Entre tanto, Moses y Aranda seguían concentrados, con ojos atentos, buscando al sacerdote entre los atacantes. Juan sabía que era importante conseguirlo vivo, pero no iba a arriesgar a nadie más del equipo. Bajo ninguna circunstancia. Sostenía la pequeña pistola con ambas manos, preparado para vaciar el cargador directamente entre sus ojos tan pronto lo tuviera delante.

De pronto, Moses gritó "¡ALLÍ!", y Aranda se volvió, para verlo de pie sobre una pila de cuerpos abatidos, con el brazo estirado señalando algún punto del fondo de la sala.

– ¡PÁSAME LA PISTOLA! -pidió Moses, sin dejar de mirar.

Entonces, un pequeño trozo de pared situado detrás de Moses, del tamaño de una pelota de golf, saltó por los aires. "Jesús, le está disparando…", pensó Aranda, pero Moses permaneció impasible sin apartar la mirada, con un dedo acusador extendido, y la otra mano demandando el arma.

Aranda le lanzó la pistola y Moses la cogió sin mirarla, se la llevó al frente, la sujetó con ambas manos e hizo tres disparos rápidos. Juan miró al frente, intentando discernir algo entre los rostros abominables de los espectros que seguían intentando llegar hasta ellos. Por fin, vio a una figura correr en dirección al exterior; vestía de negro y sus cabellos blancos subían y bajaban al unísono, como un alga podrida bajo el sol. Era la primera vez que tenía contacto visual directo con él, y repentinamente sintió una inusitada sensación de repulsa que le recorrió como un escalofrío.

– ¡ESCAPA! -gritó Aranda.

Moses siguió su trayectoria, manteniendo la pistola en ángulo directo, y apretó el gatillo un par de veces más. Uno de los disparos le acertó a un espectro que se puso en medio, hundiéndole el hueso entre los ojos y revelando una mucosidad negruzca y reseca. La segunda bala se perdió sin alcanzar ningún objetivo.

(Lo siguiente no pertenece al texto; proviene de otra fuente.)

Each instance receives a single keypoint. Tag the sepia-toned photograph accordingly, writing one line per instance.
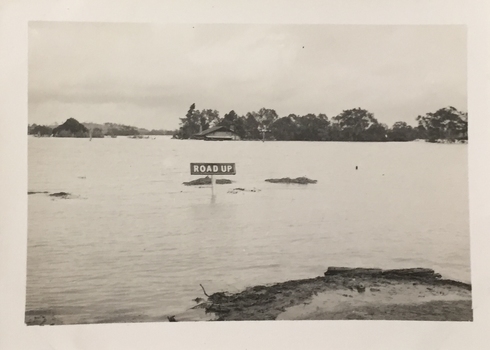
(229, 172)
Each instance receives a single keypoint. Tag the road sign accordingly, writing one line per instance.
(213, 169)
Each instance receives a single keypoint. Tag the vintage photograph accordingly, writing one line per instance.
(227, 172)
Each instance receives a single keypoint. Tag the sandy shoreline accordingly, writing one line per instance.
(341, 294)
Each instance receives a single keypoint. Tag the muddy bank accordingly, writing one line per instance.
(341, 294)
(344, 294)
(64, 195)
(299, 180)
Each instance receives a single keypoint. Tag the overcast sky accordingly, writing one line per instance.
(148, 75)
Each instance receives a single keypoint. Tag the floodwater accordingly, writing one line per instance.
(132, 241)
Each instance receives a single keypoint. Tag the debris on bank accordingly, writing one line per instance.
(241, 189)
(346, 293)
(63, 195)
(299, 180)
(206, 181)
(60, 194)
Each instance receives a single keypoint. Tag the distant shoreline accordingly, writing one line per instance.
(150, 137)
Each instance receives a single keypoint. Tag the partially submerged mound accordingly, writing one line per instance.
(299, 180)
(60, 194)
(206, 181)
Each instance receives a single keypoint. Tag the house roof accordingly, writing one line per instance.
(213, 129)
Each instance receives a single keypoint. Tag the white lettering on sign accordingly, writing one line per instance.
(213, 169)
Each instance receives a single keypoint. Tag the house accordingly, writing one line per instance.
(217, 133)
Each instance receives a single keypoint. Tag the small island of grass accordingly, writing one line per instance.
(206, 181)
(286, 180)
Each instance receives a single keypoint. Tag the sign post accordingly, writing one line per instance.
(213, 169)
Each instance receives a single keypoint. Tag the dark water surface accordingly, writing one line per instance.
(134, 241)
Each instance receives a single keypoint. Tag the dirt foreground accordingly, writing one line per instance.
(344, 294)
(341, 294)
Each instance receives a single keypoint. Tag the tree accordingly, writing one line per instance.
(401, 131)
(284, 129)
(71, 128)
(445, 124)
(265, 117)
(312, 128)
(352, 125)
(190, 124)
(232, 121)
(251, 127)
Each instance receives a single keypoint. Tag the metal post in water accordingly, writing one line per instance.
(213, 180)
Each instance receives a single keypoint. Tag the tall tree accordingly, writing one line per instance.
(265, 117)
(401, 131)
(251, 127)
(284, 129)
(446, 123)
(190, 124)
(354, 123)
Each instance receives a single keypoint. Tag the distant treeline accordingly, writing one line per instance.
(444, 125)
(72, 128)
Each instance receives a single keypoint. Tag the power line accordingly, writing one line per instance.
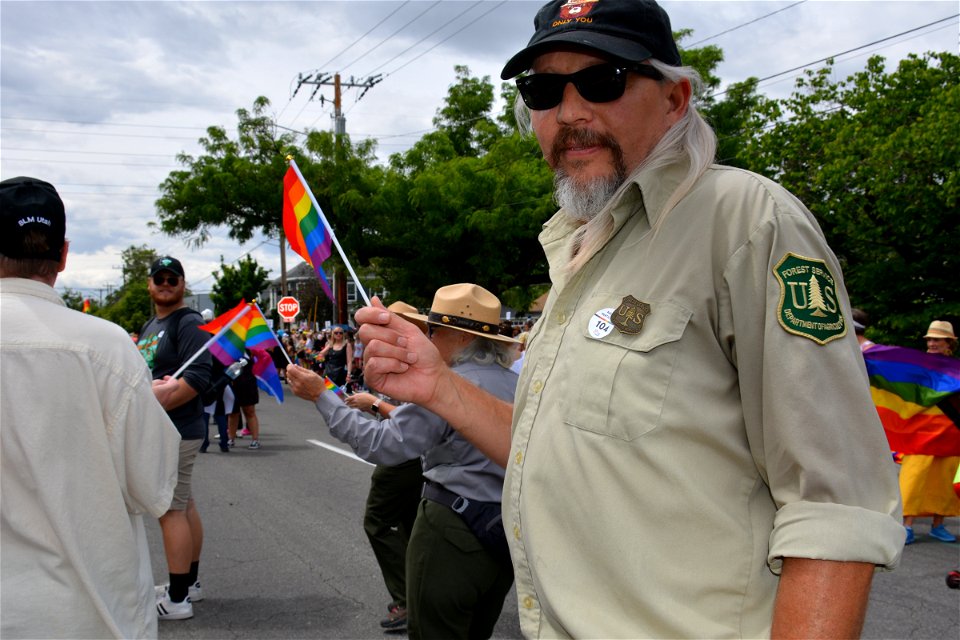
(376, 46)
(369, 31)
(842, 53)
(451, 20)
(740, 26)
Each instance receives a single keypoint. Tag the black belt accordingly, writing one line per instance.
(437, 493)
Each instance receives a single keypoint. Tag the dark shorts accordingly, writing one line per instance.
(246, 392)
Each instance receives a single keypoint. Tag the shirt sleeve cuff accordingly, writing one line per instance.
(824, 531)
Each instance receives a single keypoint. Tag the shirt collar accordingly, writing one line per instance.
(28, 287)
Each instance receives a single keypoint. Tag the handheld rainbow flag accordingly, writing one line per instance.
(244, 330)
(266, 374)
(331, 386)
(907, 385)
(307, 229)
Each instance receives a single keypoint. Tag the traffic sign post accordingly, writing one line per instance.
(288, 308)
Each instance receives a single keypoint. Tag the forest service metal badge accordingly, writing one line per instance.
(628, 317)
(808, 299)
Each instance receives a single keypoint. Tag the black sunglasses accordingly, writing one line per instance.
(599, 83)
(170, 280)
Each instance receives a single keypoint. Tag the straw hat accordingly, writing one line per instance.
(469, 308)
(940, 329)
(409, 312)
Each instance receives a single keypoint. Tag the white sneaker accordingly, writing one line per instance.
(169, 610)
(195, 592)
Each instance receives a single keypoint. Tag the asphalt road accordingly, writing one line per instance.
(285, 555)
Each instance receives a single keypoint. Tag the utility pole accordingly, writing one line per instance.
(320, 79)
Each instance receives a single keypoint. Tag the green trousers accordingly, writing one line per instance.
(388, 521)
(455, 586)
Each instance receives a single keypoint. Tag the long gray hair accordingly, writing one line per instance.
(485, 351)
(691, 139)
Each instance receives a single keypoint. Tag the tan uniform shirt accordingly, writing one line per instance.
(657, 478)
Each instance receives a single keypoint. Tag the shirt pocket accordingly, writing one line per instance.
(621, 379)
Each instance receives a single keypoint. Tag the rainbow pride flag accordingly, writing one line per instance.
(907, 386)
(332, 386)
(266, 374)
(244, 330)
(305, 227)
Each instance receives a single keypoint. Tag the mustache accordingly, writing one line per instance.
(568, 137)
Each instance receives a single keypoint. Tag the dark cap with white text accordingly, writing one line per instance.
(32, 220)
(627, 30)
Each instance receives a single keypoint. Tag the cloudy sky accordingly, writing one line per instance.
(98, 98)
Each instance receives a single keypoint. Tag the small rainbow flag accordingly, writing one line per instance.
(246, 330)
(907, 386)
(305, 227)
(266, 374)
(331, 386)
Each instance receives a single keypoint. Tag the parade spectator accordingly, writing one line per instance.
(458, 568)
(85, 449)
(168, 340)
(926, 482)
(246, 397)
(694, 451)
(337, 357)
(392, 501)
(218, 403)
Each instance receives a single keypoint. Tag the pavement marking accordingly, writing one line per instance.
(342, 452)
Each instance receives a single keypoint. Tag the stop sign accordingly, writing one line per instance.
(288, 308)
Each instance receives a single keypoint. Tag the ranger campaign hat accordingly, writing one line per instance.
(467, 307)
(166, 263)
(29, 204)
(940, 329)
(627, 30)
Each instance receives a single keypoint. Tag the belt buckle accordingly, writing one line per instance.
(460, 504)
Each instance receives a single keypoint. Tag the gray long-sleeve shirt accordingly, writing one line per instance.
(411, 431)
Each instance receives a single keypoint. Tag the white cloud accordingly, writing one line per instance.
(99, 97)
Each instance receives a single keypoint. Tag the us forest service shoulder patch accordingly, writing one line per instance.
(808, 299)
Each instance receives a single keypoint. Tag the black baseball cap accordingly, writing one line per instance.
(31, 204)
(628, 30)
(166, 263)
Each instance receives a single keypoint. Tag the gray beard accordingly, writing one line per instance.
(582, 202)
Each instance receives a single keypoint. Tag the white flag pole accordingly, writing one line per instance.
(211, 341)
(333, 236)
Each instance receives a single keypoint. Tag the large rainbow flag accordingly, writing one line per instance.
(907, 386)
(248, 331)
(305, 227)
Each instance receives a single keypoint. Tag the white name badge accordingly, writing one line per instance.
(600, 325)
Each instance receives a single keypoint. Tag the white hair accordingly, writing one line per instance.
(485, 351)
(690, 139)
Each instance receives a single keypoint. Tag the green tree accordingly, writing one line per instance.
(130, 305)
(232, 284)
(237, 184)
(875, 157)
(72, 298)
(449, 214)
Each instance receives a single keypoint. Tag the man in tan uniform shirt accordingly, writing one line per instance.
(694, 450)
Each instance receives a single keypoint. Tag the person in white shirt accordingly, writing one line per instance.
(85, 448)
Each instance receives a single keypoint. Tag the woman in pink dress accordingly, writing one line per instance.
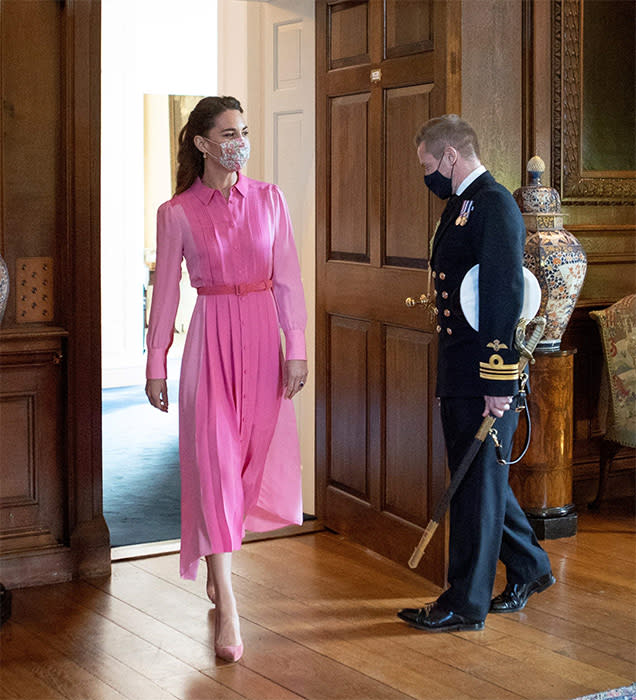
(238, 444)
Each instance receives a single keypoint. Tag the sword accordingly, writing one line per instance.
(526, 349)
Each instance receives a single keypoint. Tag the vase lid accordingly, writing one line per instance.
(535, 197)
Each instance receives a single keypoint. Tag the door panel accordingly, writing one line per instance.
(349, 135)
(406, 109)
(382, 68)
(348, 400)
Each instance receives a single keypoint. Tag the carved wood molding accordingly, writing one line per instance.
(575, 185)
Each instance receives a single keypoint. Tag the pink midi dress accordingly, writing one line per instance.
(238, 443)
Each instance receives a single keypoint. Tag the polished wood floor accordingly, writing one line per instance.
(318, 621)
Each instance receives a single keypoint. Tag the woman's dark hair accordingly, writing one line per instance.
(201, 120)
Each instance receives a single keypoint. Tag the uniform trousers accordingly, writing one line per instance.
(486, 521)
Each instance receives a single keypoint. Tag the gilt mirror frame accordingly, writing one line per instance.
(575, 184)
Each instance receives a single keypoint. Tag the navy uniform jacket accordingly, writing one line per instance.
(472, 363)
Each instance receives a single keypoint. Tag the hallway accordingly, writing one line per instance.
(318, 621)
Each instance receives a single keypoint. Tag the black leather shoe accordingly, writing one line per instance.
(433, 618)
(515, 595)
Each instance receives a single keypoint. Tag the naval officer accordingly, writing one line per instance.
(477, 375)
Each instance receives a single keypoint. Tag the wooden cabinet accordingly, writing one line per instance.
(32, 474)
(51, 522)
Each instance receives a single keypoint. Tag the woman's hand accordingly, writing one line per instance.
(496, 405)
(157, 393)
(294, 377)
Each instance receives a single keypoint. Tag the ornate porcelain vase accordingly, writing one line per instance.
(553, 254)
(4, 287)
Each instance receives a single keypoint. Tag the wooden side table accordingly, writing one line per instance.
(542, 481)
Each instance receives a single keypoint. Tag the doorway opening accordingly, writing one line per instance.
(260, 51)
(141, 118)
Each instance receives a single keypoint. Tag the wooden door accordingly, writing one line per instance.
(382, 68)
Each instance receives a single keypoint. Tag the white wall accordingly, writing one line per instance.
(148, 47)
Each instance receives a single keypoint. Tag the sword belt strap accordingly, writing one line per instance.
(238, 289)
(493, 434)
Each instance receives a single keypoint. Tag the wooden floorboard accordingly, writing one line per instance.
(318, 621)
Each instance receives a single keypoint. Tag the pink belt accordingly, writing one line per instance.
(238, 289)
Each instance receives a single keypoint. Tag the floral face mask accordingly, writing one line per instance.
(234, 153)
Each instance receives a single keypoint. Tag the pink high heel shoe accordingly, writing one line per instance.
(230, 653)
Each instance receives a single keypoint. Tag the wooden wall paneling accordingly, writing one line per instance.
(90, 539)
(49, 175)
(32, 136)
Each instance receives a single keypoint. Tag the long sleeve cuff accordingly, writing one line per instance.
(156, 364)
(295, 345)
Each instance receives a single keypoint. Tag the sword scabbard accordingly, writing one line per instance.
(418, 552)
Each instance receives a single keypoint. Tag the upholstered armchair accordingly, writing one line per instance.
(617, 404)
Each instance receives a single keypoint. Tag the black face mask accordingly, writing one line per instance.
(439, 184)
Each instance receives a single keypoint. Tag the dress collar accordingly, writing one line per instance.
(205, 194)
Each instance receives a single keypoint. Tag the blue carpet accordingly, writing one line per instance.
(140, 466)
(625, 693)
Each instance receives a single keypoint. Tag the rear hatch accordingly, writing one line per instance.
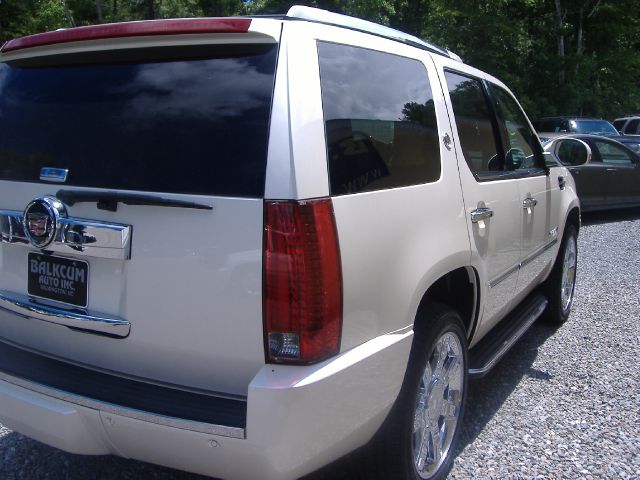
(164, 148)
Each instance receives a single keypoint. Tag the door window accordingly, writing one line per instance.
(475, 124)
(632, 127)
(519, 142)
(613, 154)
(572, 152)
(380, 120)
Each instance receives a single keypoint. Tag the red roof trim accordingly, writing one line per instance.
(131, 29)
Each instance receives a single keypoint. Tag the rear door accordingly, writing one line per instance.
(539, 192)
(623, 172)
(157, 158)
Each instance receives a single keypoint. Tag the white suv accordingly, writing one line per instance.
(244, 247)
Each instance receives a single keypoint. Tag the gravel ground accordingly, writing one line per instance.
(563, 404)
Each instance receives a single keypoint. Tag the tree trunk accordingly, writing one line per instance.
(99, 11)
(150, 10)
(67, 13)
(560, 39)
(580, 47)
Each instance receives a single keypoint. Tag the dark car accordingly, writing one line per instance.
(630, 141)
(629, 125)
(550, 127)
(606, 172)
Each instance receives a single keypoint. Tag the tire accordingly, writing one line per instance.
(560, 285)
(418, 439)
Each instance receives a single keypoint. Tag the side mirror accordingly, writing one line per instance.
(571, 152)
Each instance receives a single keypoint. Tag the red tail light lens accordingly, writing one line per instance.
(302, 282)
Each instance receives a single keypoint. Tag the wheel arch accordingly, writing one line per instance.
(459, 290)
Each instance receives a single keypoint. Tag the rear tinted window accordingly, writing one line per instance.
(189, 125)
(380, 120)
(474, 121)
(632, 127)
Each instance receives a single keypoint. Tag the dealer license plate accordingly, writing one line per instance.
(56, 278)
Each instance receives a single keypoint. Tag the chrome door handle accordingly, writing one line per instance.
(529, 202)
(482, 213)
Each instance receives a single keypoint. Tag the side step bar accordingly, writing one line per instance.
(488, 352)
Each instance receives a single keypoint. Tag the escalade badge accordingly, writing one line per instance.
(41, 220)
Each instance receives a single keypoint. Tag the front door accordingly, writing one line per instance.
(491, 195)
(539, 193)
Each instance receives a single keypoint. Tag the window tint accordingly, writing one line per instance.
(632, 126)
(519, 143)
(379, 118)
(190, 123)
(572, 152)
(474, 123)
(613, 154)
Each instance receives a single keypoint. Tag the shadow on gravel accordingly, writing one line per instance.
(485, 396)
(610, 216)
(22, 458)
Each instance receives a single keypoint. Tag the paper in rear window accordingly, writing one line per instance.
(195, 125)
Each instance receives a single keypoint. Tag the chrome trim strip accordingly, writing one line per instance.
(76, 318)
(200, 427)
(503, 276)
(58, 175)
(506, 346)
(74, 235)
(539, 252)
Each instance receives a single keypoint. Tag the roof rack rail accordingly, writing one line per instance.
(318, 15)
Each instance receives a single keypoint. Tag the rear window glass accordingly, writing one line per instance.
(632, 127)
(185, 122)
(380, 120)
(475, 124)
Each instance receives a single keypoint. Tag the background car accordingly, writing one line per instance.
(550, 127)
(629, 125)
(606, 172)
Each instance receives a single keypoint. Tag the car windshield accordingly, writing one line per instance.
(593, 126)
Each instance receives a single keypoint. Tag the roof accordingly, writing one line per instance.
(215, 25)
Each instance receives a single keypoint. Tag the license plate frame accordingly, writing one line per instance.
(58, 279)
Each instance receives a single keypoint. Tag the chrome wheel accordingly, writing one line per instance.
(438, 405)
(568, 278)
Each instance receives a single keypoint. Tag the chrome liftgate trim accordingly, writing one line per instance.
(75, 318)
(73, 236)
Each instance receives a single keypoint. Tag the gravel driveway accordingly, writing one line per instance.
(564, 403)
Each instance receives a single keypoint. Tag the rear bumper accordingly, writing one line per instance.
(297, 418)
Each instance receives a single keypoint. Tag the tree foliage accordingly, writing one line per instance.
(559, 56)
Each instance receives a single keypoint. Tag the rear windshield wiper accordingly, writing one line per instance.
(109, 200)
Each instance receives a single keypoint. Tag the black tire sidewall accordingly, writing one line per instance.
(555, 313)
(440, 320)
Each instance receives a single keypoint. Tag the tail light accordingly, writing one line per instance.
(302, 282)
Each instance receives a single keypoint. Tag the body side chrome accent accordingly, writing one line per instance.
(533, 316)
(503, 276)
(191, 425)
(58, 175)
(538, 252)
(77, 318)
(75, 235)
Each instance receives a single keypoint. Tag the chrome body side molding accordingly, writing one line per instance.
(191, 425)
(502, 277)
(95, 322)
(73, 235)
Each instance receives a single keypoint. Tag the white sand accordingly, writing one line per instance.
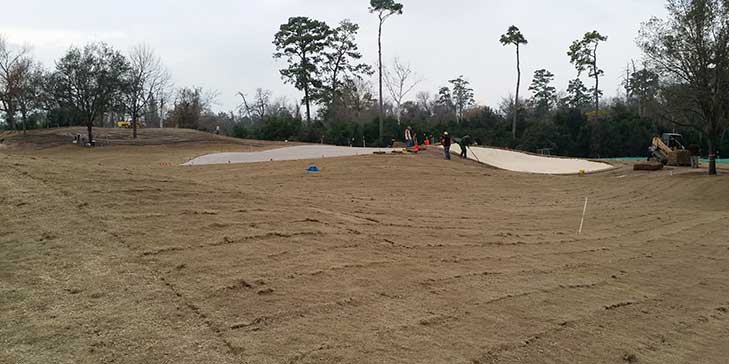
(299, 152)
(522, 162)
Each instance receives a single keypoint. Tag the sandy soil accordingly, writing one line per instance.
(530, 163)
(300, 152)
(115, 255)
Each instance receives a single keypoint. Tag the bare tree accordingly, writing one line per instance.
(260, 106)
(425, 101)
(400, 80)
(14, 68)
(147, 77)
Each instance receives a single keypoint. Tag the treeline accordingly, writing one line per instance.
(96, 85)
(681, 85)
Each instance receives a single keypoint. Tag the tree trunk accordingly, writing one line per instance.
(134, 125)
(712, 157)
(89, 127)
(597, 83)
(382, 103)
(516, 100)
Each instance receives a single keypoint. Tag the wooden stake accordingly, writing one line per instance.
(584, 211)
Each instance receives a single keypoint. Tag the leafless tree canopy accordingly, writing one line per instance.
(147, 80)
(400, 80)
(16, 73)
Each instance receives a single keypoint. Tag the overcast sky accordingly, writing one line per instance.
(226, 45)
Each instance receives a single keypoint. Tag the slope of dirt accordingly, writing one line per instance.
(110, 255)
(300, 152)
(529, 163)
(49, 138)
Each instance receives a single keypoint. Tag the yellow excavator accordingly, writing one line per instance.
(669, 150)
(127, 125)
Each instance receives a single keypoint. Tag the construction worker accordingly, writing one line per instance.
(464, 143)
(445, 141)
(408, 137)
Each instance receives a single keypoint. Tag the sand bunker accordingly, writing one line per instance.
(522, 162)
(284, 154)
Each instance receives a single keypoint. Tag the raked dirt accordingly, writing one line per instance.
(300, 152)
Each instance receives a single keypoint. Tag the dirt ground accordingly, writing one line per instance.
(119, 255)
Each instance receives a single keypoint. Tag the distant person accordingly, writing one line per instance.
(464, 143)
(445, 141)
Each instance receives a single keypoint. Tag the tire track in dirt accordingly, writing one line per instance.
(152, 271)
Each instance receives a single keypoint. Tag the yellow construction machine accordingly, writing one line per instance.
(669, 150)
(127, 125)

El Padre Isidro cruzó a través del ventanal roto, pasando entre los espectros que pugnaban por entrar, y salió al exterior. Moses gritó, con los músculos del cuello hinchados como cables que fuesen a romperse. Parecía a punto de saltar para salir en su persecución, pero Aranda sabía que eso constituía un suicidio garantizado, así que se acercó a él, temiendo lo peor. Pero Moses no saltó, devolvió la pistola a Juan y avanzó por detrás de los tiradores en dirección al almacén.